Mais, avant qu'elle y fût parvenue, le gravier du jardin craqua: c'était lui qui arrivait; elle avait reconnu son pas.
Au lieu d'aller au-devant de lui ou de l'attendre, elle se sauva dans un petit salon dont vivement elle tira la porte sur elle et, rapidement, avec son mouchoir, elle s'essuya les yeux et les joues, sans penser qu'elle les rougissait.
Une porte se ferma: c'était Roger qu'on venait d'introduire dans le salon.
Dans le mur qui séparait ce grand salon du petit, où elle s'était sauvée, se trouvait une glace sans tain placée au-dessus des deux cheminées, de sorte qu'en regardant à travers les plantes et les fleurs groupées sur les tablettes de marbre de ces cheminées, on voyait d'une pièce dans l'autre.
C'était contre cette cheminée du petit salon que Corysandre s'était appuyée.

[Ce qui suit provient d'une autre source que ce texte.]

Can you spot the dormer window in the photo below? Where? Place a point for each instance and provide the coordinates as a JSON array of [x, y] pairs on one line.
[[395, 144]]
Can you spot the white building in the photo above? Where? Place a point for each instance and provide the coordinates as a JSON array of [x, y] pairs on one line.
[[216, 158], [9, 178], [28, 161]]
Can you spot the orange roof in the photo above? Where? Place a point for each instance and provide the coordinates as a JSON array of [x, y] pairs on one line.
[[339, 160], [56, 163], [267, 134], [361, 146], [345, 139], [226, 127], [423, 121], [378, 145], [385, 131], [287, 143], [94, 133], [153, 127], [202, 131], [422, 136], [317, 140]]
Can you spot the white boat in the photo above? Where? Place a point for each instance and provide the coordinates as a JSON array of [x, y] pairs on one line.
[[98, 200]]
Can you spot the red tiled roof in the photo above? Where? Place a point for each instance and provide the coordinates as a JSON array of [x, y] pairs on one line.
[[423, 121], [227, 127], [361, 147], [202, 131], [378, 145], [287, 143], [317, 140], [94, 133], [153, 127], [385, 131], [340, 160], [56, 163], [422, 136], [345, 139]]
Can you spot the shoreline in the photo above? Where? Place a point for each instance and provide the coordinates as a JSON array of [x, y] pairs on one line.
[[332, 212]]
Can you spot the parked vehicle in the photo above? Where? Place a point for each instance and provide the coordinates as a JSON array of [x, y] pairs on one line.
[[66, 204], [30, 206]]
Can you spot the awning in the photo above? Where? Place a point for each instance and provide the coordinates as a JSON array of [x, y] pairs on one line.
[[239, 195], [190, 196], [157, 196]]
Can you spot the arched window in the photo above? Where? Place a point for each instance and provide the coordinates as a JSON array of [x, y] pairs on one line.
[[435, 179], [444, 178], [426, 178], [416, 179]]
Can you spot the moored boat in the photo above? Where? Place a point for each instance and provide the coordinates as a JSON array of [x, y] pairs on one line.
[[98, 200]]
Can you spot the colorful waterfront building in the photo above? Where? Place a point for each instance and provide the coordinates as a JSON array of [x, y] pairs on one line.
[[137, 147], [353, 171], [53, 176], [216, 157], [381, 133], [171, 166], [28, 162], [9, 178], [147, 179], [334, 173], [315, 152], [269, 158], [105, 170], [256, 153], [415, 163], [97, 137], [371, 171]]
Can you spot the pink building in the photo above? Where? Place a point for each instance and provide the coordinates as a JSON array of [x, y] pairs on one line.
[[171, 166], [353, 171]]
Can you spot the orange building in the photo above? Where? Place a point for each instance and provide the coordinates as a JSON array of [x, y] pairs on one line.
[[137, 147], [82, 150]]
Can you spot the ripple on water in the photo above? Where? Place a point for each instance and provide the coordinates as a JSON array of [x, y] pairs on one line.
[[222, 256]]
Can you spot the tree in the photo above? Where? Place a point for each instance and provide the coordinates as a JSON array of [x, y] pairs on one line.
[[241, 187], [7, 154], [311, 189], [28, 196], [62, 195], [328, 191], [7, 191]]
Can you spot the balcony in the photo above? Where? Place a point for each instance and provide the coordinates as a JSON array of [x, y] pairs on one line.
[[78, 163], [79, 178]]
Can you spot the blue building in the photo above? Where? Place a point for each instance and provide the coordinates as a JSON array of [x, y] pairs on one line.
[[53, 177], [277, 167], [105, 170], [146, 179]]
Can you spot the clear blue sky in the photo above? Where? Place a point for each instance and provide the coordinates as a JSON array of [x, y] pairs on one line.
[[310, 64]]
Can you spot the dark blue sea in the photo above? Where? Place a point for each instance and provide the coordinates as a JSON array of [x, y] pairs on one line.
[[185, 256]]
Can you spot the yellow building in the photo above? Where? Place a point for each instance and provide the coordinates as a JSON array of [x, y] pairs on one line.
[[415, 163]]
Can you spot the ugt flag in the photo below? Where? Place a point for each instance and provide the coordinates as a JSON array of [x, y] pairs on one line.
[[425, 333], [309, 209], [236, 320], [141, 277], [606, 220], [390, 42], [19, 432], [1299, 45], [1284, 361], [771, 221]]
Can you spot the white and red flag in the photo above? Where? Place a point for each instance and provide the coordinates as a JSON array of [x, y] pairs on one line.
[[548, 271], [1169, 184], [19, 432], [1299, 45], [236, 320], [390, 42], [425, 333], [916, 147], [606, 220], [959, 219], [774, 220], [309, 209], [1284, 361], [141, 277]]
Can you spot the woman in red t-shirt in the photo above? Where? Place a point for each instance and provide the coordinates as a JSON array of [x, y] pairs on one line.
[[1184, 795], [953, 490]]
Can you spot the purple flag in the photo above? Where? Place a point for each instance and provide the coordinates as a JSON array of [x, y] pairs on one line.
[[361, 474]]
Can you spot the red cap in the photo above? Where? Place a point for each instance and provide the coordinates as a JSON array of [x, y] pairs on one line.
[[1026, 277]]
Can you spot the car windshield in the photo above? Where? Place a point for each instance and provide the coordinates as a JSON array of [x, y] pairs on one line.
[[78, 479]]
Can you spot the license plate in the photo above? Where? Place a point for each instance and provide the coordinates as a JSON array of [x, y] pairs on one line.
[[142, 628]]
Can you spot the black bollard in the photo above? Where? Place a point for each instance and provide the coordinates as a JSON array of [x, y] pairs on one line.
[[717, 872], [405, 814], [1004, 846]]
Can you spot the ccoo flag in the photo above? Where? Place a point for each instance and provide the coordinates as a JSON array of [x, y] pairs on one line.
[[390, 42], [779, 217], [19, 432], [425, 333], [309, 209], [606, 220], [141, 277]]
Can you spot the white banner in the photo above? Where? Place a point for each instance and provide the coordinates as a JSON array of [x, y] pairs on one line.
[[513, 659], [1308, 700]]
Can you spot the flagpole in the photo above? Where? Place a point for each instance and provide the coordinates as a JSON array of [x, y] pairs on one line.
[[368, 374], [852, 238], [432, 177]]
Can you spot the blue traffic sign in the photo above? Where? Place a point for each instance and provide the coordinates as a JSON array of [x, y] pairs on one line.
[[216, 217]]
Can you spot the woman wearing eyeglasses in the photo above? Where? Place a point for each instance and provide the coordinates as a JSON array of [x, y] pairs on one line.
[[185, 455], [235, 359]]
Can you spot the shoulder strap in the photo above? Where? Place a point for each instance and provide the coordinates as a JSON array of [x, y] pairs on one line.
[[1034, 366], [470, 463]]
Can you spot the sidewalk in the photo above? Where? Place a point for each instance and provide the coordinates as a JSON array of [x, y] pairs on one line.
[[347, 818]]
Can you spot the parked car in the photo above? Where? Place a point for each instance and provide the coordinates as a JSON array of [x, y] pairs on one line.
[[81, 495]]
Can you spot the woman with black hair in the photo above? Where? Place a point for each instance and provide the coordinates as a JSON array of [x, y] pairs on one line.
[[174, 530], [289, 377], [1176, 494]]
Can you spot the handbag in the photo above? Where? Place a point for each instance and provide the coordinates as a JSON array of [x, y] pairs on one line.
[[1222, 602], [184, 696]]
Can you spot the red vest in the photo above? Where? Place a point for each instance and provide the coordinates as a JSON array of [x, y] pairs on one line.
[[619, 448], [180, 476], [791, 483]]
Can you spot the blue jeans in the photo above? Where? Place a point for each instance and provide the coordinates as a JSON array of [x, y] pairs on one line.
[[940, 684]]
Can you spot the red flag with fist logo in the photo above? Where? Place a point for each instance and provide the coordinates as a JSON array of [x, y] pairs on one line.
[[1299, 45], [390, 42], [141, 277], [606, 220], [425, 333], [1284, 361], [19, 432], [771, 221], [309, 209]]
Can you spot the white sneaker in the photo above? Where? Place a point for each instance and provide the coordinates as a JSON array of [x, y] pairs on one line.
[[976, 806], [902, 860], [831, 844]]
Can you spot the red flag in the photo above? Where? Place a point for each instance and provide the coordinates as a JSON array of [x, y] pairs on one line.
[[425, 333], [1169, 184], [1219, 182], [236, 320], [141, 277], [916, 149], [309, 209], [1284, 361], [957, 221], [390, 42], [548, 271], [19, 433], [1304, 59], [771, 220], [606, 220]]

Au bout, de quelques instants elle écarta légèrement le feuillage et regarda où était Roger.
Il était debout devant elle, lui faisant face, mais ne la voyant pas, ne se doutant pas d'ailleurs qu'elle était à quelques pas de lui, derrière cette glace et ces fleurs.

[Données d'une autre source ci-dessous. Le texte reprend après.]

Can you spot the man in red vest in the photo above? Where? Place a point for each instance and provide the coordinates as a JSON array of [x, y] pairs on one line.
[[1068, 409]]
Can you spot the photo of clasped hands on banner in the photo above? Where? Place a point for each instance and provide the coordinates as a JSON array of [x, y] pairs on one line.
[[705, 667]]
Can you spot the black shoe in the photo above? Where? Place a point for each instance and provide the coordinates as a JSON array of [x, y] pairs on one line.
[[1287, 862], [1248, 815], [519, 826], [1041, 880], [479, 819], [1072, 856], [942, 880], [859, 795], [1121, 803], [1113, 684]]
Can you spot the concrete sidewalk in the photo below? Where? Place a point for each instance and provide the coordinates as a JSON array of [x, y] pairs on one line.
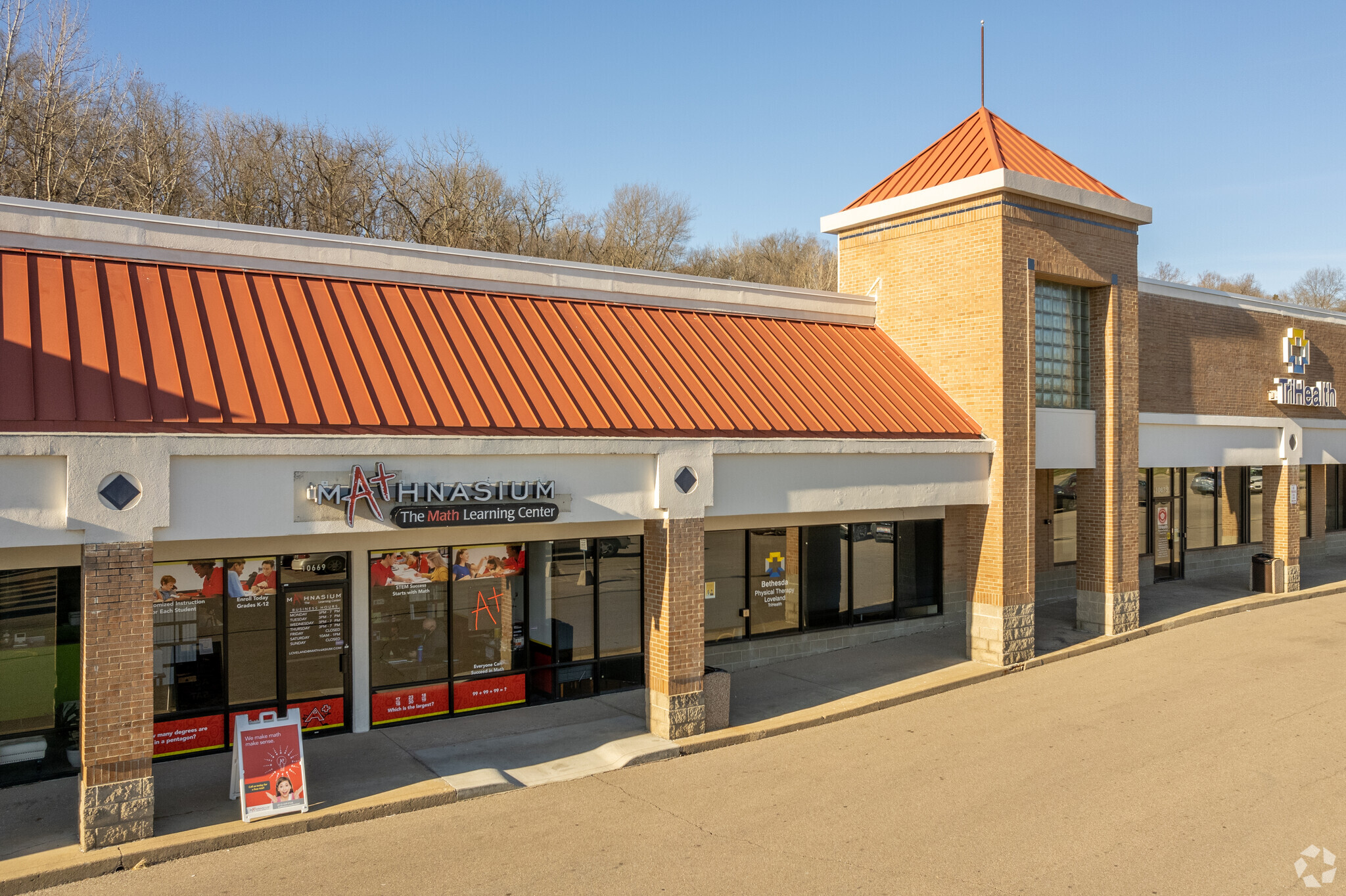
[[389, 771]]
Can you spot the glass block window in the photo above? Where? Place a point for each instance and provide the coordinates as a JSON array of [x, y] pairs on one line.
[[1062, 345]]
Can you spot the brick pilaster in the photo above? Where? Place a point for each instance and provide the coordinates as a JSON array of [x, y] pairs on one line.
[[1108, 571], [118, 712], [1280, 522], [675, 626]]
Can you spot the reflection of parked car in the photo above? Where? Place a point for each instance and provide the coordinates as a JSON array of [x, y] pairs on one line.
[[1203, 483]]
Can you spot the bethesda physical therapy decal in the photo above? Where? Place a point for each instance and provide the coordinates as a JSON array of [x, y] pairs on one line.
[[327, 497], [1294, 354]]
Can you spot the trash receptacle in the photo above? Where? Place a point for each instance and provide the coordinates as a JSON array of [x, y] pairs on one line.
[[1265, 577]]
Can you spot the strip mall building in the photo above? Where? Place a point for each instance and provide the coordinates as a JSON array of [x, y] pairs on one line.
[[249, 468]]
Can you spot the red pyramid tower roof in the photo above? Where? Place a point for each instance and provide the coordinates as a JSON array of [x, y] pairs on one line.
[[980, 143]]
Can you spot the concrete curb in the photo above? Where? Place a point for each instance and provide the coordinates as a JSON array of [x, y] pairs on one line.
[[941, 681], [69, 864]]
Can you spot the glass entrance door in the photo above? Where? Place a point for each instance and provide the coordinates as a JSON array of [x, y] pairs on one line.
[[1169, 539]]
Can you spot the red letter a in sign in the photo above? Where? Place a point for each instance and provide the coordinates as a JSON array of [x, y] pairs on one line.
[[360, 489]]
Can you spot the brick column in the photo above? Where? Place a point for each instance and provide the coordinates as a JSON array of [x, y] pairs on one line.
[[675, 626], [1280, 522], [1045, 505], [116, 686], [1107, 558]]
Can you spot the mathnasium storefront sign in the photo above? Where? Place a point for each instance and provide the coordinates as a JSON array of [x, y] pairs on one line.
[[331, 495]]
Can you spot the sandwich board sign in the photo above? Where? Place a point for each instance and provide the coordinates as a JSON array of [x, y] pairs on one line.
[[268, 769]]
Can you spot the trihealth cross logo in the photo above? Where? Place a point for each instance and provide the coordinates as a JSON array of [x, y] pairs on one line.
[[1325, 875], [1294, 354], [1294, 350]]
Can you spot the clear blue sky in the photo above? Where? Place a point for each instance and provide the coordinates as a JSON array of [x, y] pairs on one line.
[[1226, 119]]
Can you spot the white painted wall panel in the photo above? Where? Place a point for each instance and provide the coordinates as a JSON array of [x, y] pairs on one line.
[[1065, 439], [33, 502], [1208, 445], [822, 483]]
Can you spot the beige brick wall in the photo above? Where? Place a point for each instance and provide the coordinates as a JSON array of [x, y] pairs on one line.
[[956, 294]]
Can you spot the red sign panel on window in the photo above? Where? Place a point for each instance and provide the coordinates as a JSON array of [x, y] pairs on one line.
[[189, 735], [486, 693], [409, 703]]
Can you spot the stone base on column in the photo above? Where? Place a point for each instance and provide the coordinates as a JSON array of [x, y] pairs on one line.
[[1103, 612], [112, 815], [675, 716], [1000, 635]]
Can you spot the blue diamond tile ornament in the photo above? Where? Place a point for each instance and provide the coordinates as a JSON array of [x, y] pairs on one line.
[[685, 480], [120, 493]]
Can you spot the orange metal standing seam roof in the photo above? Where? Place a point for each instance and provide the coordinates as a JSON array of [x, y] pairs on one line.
[[105, 345], [983, 142]]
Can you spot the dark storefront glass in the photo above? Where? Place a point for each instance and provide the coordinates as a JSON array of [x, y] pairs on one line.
[[189, 612], [408, 617], [1306, 524], [871, 571], [724, 584], [488, 621], [1143, 524], [620, 596], [1201, 506], [774, 581], [827, 576], [919, 568], [1253, 503], [1335, 499], [1063, 516], [39, 671], [1229, 506]]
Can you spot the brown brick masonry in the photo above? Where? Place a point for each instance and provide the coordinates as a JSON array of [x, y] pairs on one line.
[[116, 721], [675, 626]]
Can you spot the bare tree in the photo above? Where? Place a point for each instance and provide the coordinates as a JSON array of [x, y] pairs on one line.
[[1320, 288], [1243, 284], [787, 259], [1165, 271]]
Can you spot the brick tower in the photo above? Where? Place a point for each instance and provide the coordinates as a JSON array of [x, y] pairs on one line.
[[1010, 276]]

Immobile, son chapeau à la main, il restait là, attendant et paraissant réfléchir; de temps en temps un faible sourire à peine perceptible passait sur son visage et l'éclairait; alors un rayonnement agrandissait ses yeux.

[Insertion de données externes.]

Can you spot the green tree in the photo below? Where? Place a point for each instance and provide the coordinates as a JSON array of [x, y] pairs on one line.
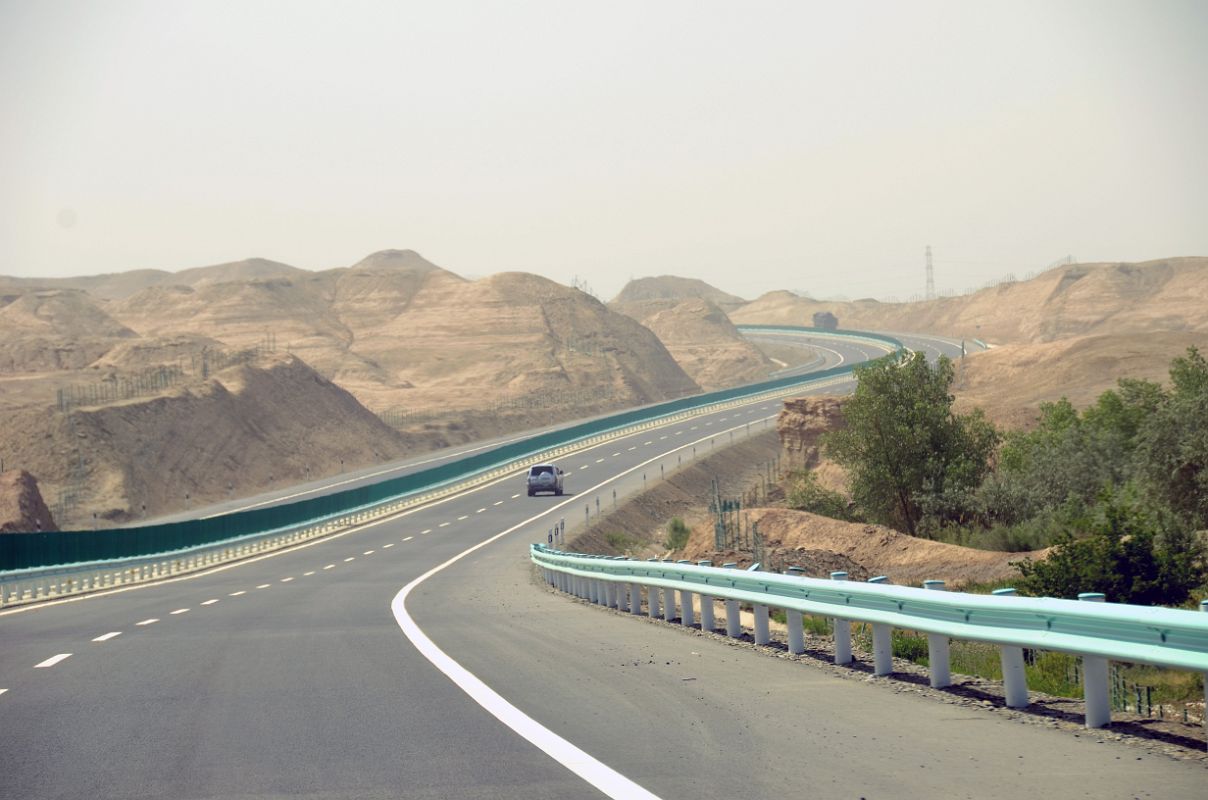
[[1130, 551], [904, 446], [1172, 451]]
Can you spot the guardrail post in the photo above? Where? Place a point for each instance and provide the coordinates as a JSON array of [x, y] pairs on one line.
[[687, 608], [793, 621], [882, 642], [842, 631], [1015, 677], [733, 621], [706, 603], [938, 650], [1096, 690], [1203, 607]]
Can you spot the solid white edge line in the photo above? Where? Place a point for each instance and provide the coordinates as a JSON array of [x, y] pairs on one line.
[[53, 660], [586, 766]]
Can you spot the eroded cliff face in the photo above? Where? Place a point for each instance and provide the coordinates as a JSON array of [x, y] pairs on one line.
[[22, 509], [801, 424]]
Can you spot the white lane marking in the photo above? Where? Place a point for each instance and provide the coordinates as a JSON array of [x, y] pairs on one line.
[[596, 772], [53, 660], [600, 776]]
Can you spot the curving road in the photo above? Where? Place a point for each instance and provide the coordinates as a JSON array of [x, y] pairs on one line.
[[296, 676]]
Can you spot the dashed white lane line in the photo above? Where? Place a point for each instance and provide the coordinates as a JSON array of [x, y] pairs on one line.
[[53, 660]]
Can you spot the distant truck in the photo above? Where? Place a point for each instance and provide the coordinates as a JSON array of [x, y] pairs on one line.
[[825, 320]]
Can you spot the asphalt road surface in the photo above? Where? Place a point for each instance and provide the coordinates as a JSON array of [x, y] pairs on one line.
[[292, 676]]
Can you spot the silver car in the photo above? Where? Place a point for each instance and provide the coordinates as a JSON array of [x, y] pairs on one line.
[[545, 477]]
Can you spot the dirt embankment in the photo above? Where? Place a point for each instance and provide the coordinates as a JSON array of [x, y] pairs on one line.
[[21, 504], [247, 428]]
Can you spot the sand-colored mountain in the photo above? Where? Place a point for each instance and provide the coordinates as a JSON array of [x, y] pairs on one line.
[[250, 427], [1074, 300], [703, 341], [673, 288]]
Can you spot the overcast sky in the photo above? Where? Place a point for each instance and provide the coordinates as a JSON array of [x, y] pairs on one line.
[[801, 145]]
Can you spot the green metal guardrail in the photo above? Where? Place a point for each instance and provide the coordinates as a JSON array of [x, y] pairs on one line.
[[61, 548]]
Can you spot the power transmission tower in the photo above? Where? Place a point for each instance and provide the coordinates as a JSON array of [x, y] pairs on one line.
[[930, 276]]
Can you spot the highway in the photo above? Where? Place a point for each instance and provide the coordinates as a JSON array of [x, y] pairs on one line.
[[315, 673]]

Sans en avoir conscience, Corysandre s'était absorbée dans cet examen qui était devenu une contemplation: elle avait oublié ses angoisses, elle avait oublié sa mère; elle avait oublié la leçon qu'on lui avait apprise, la scène qu'elle devait jouer; elle ne pensait plus à elle; elle ne pensait qu'à lui; elle le regardait; elle l'admirait.
Quelle noblesse sur son visage! quelle tendresse dans ses yeux! quelle franchise dans son attitude!
Et elle le tromperait, elle jouerait la comédie, elle mentirait! Mais jamais elle n'oserait plus tenir ses yeux levés devant ce regard honnête!